Verblasstes Schwarz, vergilbtes Weiß oder ein hässlicher Grauschleier – ist diese Wäsche von Denise echt noch zu retten? Oma Marion sagt ja – und das sogar ohne Waschmittel!
Oma Marion: „Da gibt es schon mal eine Möglichkeit, dass man das graue oder vergilbte Wäsche wieder rausbekommt, indem man Packpulver in die Waschmaschine mit rein gibt.”
Denise will ihr weiß zurück, also gibt sie zwei Päckchen mit den Shirts in die Waschtrommel und wäscht sie bei 40 Grad. Und Oma Marion hat noch einen Tipp:
Oma Marion: „Ehe es so weit kommt, dass deine Wäsche so vergilbt, kannst du vorher mal immer mal einen Schuss Essig in die Waschmaschine reingeben, aber in die Trommel, dann gehen Waschmittelreste weg und die Farben werden wieder neu aufgefrischt.”
Eine gute Stunde später ist die Waschmaschine fertig, sieht man schon einen Unterschied?
Oma Marion: „Besser sieht es auf jeden Fall aus, finde ich.”
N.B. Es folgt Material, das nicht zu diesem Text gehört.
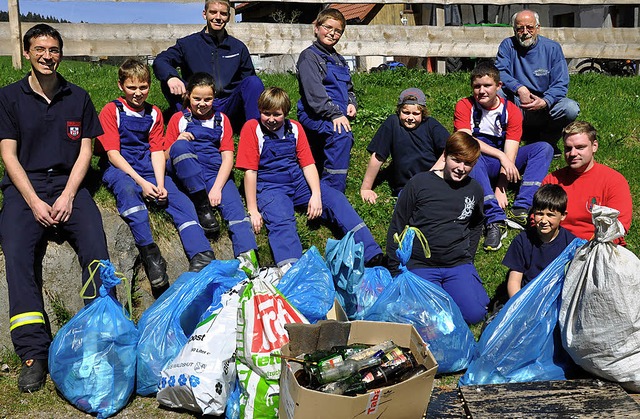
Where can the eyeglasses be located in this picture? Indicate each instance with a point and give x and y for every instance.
(333, 30)
(528, 28)
(40, 51)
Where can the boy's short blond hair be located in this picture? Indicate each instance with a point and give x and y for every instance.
(134, 69)
(331, 13)
(273, 99)
(580, 127)
(225, 2)
(485, 68)
(463, 147)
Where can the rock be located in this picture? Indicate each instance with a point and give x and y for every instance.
(62, 274)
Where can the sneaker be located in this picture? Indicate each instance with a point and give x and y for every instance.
(517, 218)
(249, 263)
(33, 375)
(495, 233)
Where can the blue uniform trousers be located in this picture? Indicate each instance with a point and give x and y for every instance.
(240, 106)
(24, 244)
(464, 285)
(196, 177)
(277, 202)
(532, 161)
(133, 210)
(331, 151)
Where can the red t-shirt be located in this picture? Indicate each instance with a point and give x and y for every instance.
(252, 139)
(178, 124)
(110, 120)
(599, 185)
(463, 119)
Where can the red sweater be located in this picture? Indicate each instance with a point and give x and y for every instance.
(599, 185)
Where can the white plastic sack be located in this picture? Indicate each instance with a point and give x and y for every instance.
(201, 376)
(600, 312)
(262, 314)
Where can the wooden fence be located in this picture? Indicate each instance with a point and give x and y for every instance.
(268, 38)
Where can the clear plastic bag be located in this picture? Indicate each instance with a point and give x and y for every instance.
(165, 326)
(92, 359)
(308, 285)
(520, 344)
(434, 314)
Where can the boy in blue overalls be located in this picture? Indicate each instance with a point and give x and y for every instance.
(497, 125)
(327, 101)
(199, 146)
(135, 173)
(280, 175)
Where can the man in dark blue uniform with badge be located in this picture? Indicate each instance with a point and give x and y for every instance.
(46, 127)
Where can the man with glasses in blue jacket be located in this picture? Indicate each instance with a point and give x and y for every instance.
(536, 77)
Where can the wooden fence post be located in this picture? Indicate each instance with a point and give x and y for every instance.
(442, 63)
(16, 35)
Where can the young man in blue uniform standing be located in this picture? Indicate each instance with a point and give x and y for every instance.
(46, 127)
(536, 78)
(327, 100)
(215, 52)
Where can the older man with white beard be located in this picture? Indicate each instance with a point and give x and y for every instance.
(535, 76)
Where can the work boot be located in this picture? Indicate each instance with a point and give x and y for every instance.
(206, 216)
(33, 375)
(249, 263)
(154, 265)
(200, 260)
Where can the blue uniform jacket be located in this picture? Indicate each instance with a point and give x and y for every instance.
(542, 68)
(228, 61)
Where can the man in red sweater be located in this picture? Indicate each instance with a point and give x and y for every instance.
(588, 182)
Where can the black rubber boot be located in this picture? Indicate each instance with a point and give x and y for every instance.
(154, 265)
(32, 375)
(206, 215)
(200, 260)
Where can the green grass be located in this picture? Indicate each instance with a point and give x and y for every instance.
(611, 104)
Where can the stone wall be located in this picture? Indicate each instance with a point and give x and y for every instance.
(62, 278)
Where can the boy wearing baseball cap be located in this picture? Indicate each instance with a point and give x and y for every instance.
(412, 139)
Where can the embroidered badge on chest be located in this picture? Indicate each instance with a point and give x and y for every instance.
(73, 130)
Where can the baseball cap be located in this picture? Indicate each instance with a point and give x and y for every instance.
(412, 96)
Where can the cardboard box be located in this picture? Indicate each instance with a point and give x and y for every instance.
(408, 399)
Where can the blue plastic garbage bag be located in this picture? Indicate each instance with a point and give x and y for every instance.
(165, 326)
(308, 285)
(374, 281)
(520, 344)
(233, 402)
(345, 259)
(92, 359)
(414, 300)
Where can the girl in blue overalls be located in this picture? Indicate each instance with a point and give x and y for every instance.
(200, 150)
(280, 176)
(327, 101)
(135, 173)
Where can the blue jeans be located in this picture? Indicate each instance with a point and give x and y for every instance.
(464, 285)
(532, 161)
(546, 124)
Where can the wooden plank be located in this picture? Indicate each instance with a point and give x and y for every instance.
(590, 398)
(15, 41)
(265, 38)
(440, 2)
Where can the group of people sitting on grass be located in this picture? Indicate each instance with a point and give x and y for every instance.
(448, 186)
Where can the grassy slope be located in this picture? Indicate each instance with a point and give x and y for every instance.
(610, 103)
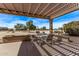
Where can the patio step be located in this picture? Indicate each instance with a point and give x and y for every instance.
(52, 51)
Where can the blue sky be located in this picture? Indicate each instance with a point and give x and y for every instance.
(8, 20)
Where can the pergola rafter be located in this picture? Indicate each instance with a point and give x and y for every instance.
(40, 10)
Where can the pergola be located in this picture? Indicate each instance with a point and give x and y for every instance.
(40, 10)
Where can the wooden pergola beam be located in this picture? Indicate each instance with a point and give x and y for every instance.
(44, 8)
(57, 10)
(22, 13)
(65, 12)
(51, 9)
(29, 8)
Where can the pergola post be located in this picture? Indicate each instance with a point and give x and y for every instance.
(51, 25)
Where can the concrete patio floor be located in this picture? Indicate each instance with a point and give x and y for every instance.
(9, 49)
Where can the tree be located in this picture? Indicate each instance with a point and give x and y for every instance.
(30, 25)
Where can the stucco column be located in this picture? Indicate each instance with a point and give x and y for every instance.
(51, 25)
Denise: „Ich finde auch, es sieht ein bisschen heller aus und dass der Gelbschleier ein bisschen weg ist.”
Oma Marion: „Der ist weg.“
Bevor wir das Endergebnis sehen, lassen wir die Teile trocknen und widmen uns der schwarzen Kleidung, die ihre besten Tage hinter sich hat.
Denise: „Meistens werden die so ein bisschen dunkelblau oder haben auch so einen leichten Grau-Touch.“
Omas Wundermittel, das hier helfen soll: Kaffee!
Oma Marion: „Am besten 2 Tassen schönen starken Kaffee und damit kannst du jetzt die Wäsche in der Waschmaschine waschen, aber Voraussetzung ist natürlich, dass die Wäsche sauber ist, weil wir ja in die Waschmaschine kein Waschmittel reingeben.“
Einfach den abgekühlten Kaffee in die Trommel geben und dann bei niedriger Temperatur waschen. Und wer vorbeugen will:
Oma Marion: „Immer auf links waschen, dann da schön, wenn sie gespült ist, in der Natur aushängen, keine Sonneneinstrahlung, also nicht in Trockner und so und dann hast du auch mehr Freude mit deiner Wäsche.”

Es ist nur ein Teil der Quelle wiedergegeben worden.